OCR villains
From MobileRead
This page lists many of the typical OCR errors found when proof reading a book. Some of these can be found with spell checking and a few more with grammar checking programs but some will just need a keen eye. In some cases you can search through the document and replace the ones that don't belong.
Contents |
[edit] Numbers, symbols and letters
0 <--> O {zero <--> Uppercase o}
1 l I i ! <--> each other
{digit One, lowercase L, uppercase i, lowercase i, exclamation mark}
2 <--> Z
5 <--> S
6 <--> uppercase G
7 <--> ? {question mark}
7 and / = I {uppercase I in italic}
] = J
square bracket = uppercase J
]ane = Jane
[edit] letters
e <--> c
are <--> arc
cl <---> d
clock <--> dock
close <--> dose
f ligatures confusion
ff, fi, fl, ffi
h <--> b
back <--> hack
harrow <--> barrow
H = ll
weH = well
H or h = li
Hbrary = library
hke = like
hn = lm
ahnost = almost
j <--> J {lowercase <--> uppercase J }
jane = Jane
Jury = jury
rn <--> m
Mom <--> Morn
stem <--> stern
earnest = camest {this also had the e=c combo}
modem = modern
corner = comer
ri <--> n
arid <--> and
r = f
ringers = fingers
m <--> in
stein <--> stem
rmg = ring
inoth = moth
im <--> un
unport = import
imdone = undone
n <--> u
bnt = but
teut = tent
uest = nest
ii = u
iinder = under
B <--> R {uppercase}
DEABEST = DEAREST
Robby <--> Bobby
F <--> P {uppercase}
Full <--> Pull
ih = th
feaiher = feather
di = th {weird, but it happens a lot}
die = the
tii = th
tiie = the
tli = th
tlie = the
Tm == "I'm (also with no leading quote)
T = I {uppercase i}
U = double ell, li, il
WeU = Well
Ufe = life
untU = until
vv = w
vvhen = when
\V = W
y <--> v
yery = very
verv = very
[edit] Punctuation errors
/' = ," or .” {or single quote}
* = quote mark
** *' '*
'' = " {two single quotes, should be a double quote}
Space following opening quote mark
Space preceding closing quote or punctuation mark.
He did this ; then he did that ; then he said : “ You aren’t ready ! ”

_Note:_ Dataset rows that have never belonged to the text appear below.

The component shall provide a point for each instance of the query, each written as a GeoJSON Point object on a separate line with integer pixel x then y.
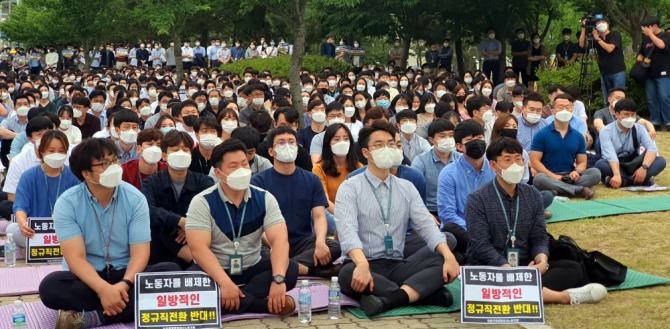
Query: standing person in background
{"type": "Point", "coordinates": [490, 49]}
{"type": "Point", "coordinates": [520, 48]}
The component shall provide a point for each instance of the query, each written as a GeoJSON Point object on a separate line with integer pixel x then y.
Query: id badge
{"type": "Point", "coordinates": [388, 244]}
{"type": "Point", "coordinates": [513, 257]}
{"type": "Point", "coordinates": [235, 264]}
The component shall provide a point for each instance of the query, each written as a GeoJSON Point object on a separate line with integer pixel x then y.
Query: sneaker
{"type": "Point", "coordinates": [589, 294]}
{"type": "Point", "coordinates": [70, 320]}
{"type": "Point", "coordinates": [372, 305]}
{"type": "Point", "coordinates": [289, 307]}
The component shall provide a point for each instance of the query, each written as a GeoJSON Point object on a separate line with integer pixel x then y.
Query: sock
{"type": "Point", "coordinates": [398, 298]}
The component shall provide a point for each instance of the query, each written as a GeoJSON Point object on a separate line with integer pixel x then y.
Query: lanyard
{"type": "Point", "coordinates": [236, 238]}
{"type": "Point", "coordinates": [512, 231]}
{"type": "Point", "coordinates": [385, 216]}
{"type": "Point", "coordinates": [107, 242]}
{"type": "Point", "coordinates": [51, 204]}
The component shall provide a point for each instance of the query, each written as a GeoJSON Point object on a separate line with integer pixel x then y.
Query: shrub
{"type": "Point", "coordinates": [280, 66]}
{"type": "Point", "coordinates": [570, 77]}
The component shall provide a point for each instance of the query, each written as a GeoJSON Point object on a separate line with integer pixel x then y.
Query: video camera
{"type": "Point", "coordinates": [589, 22]}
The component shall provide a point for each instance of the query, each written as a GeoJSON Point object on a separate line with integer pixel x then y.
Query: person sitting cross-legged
{"type": "Point", "coordinates": [373, 211]}
{"type": "Point", "coordinates": [628, 152]}
{"type": "Point", "coordinates": [558, 156]}
{"type": "Point", "coordinates": [303, 203]}
{"type": "Point", "coordinates": [224, 229]}
{"type": "Point", "coordinates": [103, 228]}
{"type": "Point", "coordinates": [507, 228]}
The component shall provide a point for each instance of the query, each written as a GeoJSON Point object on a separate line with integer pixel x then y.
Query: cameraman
{"type": "Point", "coordinates": [657, 85]}
{"type": "Point", "coordinates": [610, 54]}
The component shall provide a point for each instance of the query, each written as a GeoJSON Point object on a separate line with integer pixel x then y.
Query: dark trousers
{"type": "Point", "coordinates": [421, 274]}
{"type": "Point", "coordinates": [492, 66]}
{"type": "Point", "coordinates": [64, 291]}
{"type": "Point", "coordinates": [303, 251]}
{"type": "Point", "coordinates": [255, 283]}
{"type": "Point", "coordinates": [564, 274]}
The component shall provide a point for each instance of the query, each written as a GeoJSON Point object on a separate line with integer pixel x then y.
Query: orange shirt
{"type": "Point", "coordinates": [330, 183]}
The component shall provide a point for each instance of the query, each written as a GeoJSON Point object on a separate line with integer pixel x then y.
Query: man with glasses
{"type": "Point", "coordinates": [303, 203]}
{"type": "Point", "coordinates": [558, 155]}
{"type": "Point", "coordinates": [103, 228]}
{"type": "Point", "coordinates": [374, 210]}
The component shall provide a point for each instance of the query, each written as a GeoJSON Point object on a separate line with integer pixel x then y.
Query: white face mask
{"type": "Point", "coordinates": [146, 111]}
{"type": "Point", "coordinates": [179, 160]}
{"type": "Point", "coordinates": [228, 126]}
{"type": "Point", "coordinates": [446, 145]}
{"type": "Point", "coordinates": [111, 177]}
{"type": "Point", "coordinates": [152, 154]}
{"type": "Point", "coordinates": [488, 116]}
{"type": "Point", "coordinates": [408, 128]}
{"type": "Point", "coordinates": [341, 148]}
{"type": "Point", "coordinates": [383, 158]}
{"type": "Point", "coordinates": [55, 160]}
{"type": "Point", "coordinates": [349, 111]}
{"type": "Point", "coordinates": [65, 124]}
{"type": "Point", "coordinates": [319, 117]}
{"type": "Point", "coordinates": [286, 154]}
{"type": "Point", "coordinates": [533, 118]}
{"type": "Point", "coordinates": [513, 174]}
{"type": "Point", "coordinates": [129, 136]}
{"type": "Point", "coordinates": [239, 179]}
{"type": "Point", "coordinates": [563, 116]}
{"type": "Point", "coordinates": [628, 122]}
{"type": "Point", "coordinates": [208, 141]}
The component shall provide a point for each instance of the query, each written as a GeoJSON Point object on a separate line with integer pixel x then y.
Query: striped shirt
{"type": "Point", "coordinates": [359, 220]}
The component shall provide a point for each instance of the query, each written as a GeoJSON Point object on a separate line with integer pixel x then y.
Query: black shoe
{"type": "Point", "coordinates": [442, 297]}
{"type": "Point", "coordinates": [372, 305]}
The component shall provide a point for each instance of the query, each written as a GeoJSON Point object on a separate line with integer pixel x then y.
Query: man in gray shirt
{"type": "Point", "coordinates": [373, 212]}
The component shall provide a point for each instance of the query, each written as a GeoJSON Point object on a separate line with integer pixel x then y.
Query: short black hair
{"type": "Point", "coordinates": [228, 146]}
{"type": "Point", "coordinates": [467, 128]}
{"type": "Point", "coordinates": [500, 145]}
{"type": "Point", "coordinates": [377, 125]}
{"type": "Point", "coordinates": [82, 156]}
{"type": "Point", "coordinates": [250, 137]}
{"type": "Point", "coordinates": [438, 126]}
{"type": "Point", "coordinates": [625, 104]}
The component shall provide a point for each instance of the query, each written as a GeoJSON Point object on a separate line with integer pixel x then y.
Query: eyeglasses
{"type": "Point", "coordinates": [106, 163]}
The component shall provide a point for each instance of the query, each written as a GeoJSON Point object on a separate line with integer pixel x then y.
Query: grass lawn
{"type": "Point", "coordinates": [640, 242]}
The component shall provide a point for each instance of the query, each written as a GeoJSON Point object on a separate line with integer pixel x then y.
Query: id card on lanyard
{"type": "Point", "coordinates": [386, 216]}
{"type": "Point", "coordinates": [235, 265]}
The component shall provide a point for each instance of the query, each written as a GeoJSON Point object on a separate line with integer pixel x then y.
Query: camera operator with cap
{"type": "Point", "coordinates": [609, 47]}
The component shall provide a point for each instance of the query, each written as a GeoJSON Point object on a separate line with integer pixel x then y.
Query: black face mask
{"type": "Point", "coordinates": [475, 149]}
{"type": "Point", "coordinates": [511, 133]}
{"type": "Point", "coordinates": [190, 120]}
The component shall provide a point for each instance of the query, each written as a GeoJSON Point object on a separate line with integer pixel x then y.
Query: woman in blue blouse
{"type": "Point", "coordinates": [40, 186]}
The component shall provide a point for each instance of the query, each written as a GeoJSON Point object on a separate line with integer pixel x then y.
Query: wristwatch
{"type": "Point", "coordinates": [278, 279]}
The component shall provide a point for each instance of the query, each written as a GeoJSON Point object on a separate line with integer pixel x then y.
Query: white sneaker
{"type": "Point", "coordinates": [589, 294]}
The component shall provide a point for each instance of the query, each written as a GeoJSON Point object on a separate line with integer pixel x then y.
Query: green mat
{"type": "Point", "coordinates": [454, 287]}
{"type": "Point", "coordinates": [634, 280]}
{"type": "Point", "coordinates": [566, 211]}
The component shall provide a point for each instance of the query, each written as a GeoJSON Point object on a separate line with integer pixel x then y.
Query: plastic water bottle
{"type": "Point", "coordinates": [334, 299]}
{"type": "Point", "coordinates": [305, 303]}
{"type": "Point", "coordinates": [10, 251]}
{"type": "Point", "coordinates": [19, 314]}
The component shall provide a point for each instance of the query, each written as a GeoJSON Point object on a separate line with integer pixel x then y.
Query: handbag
{"type": "Point", "coordinates": [640, 70]}
{"type": "Point", "coordinates": [599, 267]}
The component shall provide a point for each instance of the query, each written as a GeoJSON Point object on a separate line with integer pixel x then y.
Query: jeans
{"type": "Point", "coordinates": [658, 99]}
{"type": "Point", "coordinates": [616, 80]}
{"type": "Point", "coordinates": [654, 169]}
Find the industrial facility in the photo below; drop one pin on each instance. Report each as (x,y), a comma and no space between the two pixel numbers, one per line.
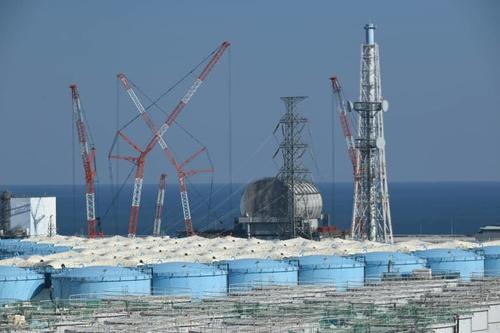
(25,217)
(288,205)
(275,276)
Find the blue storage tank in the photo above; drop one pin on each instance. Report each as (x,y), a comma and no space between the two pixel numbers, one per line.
(19,284)
(465,264)
(380,264)
(491,256)
(244,274)
(338,271)
(190,279)
(96,281)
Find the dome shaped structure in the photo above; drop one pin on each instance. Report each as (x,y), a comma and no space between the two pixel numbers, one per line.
(267,197)
(264,209)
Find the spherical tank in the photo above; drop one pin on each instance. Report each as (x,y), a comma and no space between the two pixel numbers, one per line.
(267,197)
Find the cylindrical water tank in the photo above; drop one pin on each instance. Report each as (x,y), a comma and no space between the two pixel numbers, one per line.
(96,281)
(491,260)
(190,279)
(245,274)
(381,264)
(464,264)
(19,284)
(338,271)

Apostrophe goes missing, stranding the last letter
I m = I’m, don t = don’t, Bob s = Bob’s
These following often occur with a "Smarten Punctuation" action:
Backward quote marks:
” close quote at start of paragraph
“ open quote at end of paragraph
Reversed single and double quotes in nested quotations:
“And I said to him, ‘Quit that!”’
‘“O what a tangled web we weave,’” she said.
’ Right single quote should replace "straight" apostrophe, not ‘ Left single quote.
Happens often at start of a word:
‘em should be ’em, ‘tis should be ’tis
- hyphenation problems. The source has hyphens when the word breaks at the end of a line
but the hyphen is left in when the document reflows. (A search can usually find these.)
) with a space in front. Sometime ( will have a space after it. Search for these.